VideoAuteur:

Towards Long Narrative Video Generation

Junfei Xiao1,   Feng Cheng2,   Lu Qi2,   Liangke Gui2,   Jiepeng Cen2,   Zhibei Ma2,   Alan Yuille1,   Lu Jiang2
1 Johns Hopkins University     2 ByteDance

Disclaimer: This is a research prototype and not an officially supported ByteDance product.

Special Thanks: We give special thanks to Kelly Zhang, Ziyan Zhang, Yang Zhao, and Jiaming Han for their support and discussion.

Abstract

Recent video generation models have shown promising results in producing high-quality video clips lasting several seconds. However, these models face challenges in generating long sequences that convey clear and informative events, limiting their ability to support coherent narrations. In this paper, we present a large-scale cooking video dataset designed to advance long-form narrative generation in the cooking domain. We validate the quality of our proposed dataset in terms of visual fidelity and textual caption accuracy using state-of-the-art Vision-Language Models (VLMs) and video generation models, respectively. We further introduce a Long Narrative Video Director to enhance both visual and semantic coherence in generated videos and emphasize the role of aligning visual embeddings to achieve improved overall video quality. Our method demonstrates substantial improvements in generating visually detailed and semantically aligned keyframes, supported by finetuning techniques that integrate text and image embeddings within the video generation process.
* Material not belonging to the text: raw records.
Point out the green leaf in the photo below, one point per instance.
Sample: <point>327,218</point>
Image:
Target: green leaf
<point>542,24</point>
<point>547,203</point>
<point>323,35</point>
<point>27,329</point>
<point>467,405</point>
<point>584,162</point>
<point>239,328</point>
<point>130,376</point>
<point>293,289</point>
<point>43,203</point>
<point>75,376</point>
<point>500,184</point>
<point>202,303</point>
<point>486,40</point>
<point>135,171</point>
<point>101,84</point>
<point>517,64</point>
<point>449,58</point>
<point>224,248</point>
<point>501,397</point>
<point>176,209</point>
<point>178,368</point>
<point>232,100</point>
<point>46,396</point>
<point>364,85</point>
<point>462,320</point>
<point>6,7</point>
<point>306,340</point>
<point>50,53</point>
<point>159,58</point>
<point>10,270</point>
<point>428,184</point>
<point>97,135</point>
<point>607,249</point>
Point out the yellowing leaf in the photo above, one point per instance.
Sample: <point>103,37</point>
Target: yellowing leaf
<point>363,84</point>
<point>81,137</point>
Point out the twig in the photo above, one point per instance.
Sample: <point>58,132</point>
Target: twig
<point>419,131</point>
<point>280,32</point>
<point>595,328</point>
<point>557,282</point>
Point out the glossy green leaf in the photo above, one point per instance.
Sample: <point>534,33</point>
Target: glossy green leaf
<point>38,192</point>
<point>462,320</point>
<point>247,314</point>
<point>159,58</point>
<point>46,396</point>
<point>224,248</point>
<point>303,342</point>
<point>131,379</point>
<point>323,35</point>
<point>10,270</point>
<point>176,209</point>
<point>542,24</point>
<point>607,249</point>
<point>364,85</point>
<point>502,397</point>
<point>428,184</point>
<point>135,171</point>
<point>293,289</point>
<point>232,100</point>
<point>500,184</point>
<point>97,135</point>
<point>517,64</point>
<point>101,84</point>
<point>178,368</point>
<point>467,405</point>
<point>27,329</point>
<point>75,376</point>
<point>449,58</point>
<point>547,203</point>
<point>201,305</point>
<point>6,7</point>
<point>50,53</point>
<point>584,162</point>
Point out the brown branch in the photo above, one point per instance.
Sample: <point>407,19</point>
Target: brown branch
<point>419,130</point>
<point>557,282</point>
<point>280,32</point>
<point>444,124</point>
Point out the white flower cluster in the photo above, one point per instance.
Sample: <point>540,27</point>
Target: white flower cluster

Long Narrative Video Generation Demos

Demo Overview

Demos below showcase our long narrative video generation capabilities through three main sections:

Interleaved Auto-regressive Director Generation

Our Long Narrative Video Director uses interleaved visual embeddings as conditions for Video Generation. This approach emphasizes visual alignment throughout the generation process, resulting in more realistic and consistent cooking demonstrations. The generated content maintains better temporal coherence and visual consistency across steps.

Language-Centric Director Generation

This approach leverages generated captions to create keyframes using the SOTA Text-to-Image model (FLUX.1-Schnell). While this method produces more aesthetically pleasing individual frames, it may show less visual consistency between steps. The result emphasizes artistic quality while maintaining strong alignment with textual descriptions.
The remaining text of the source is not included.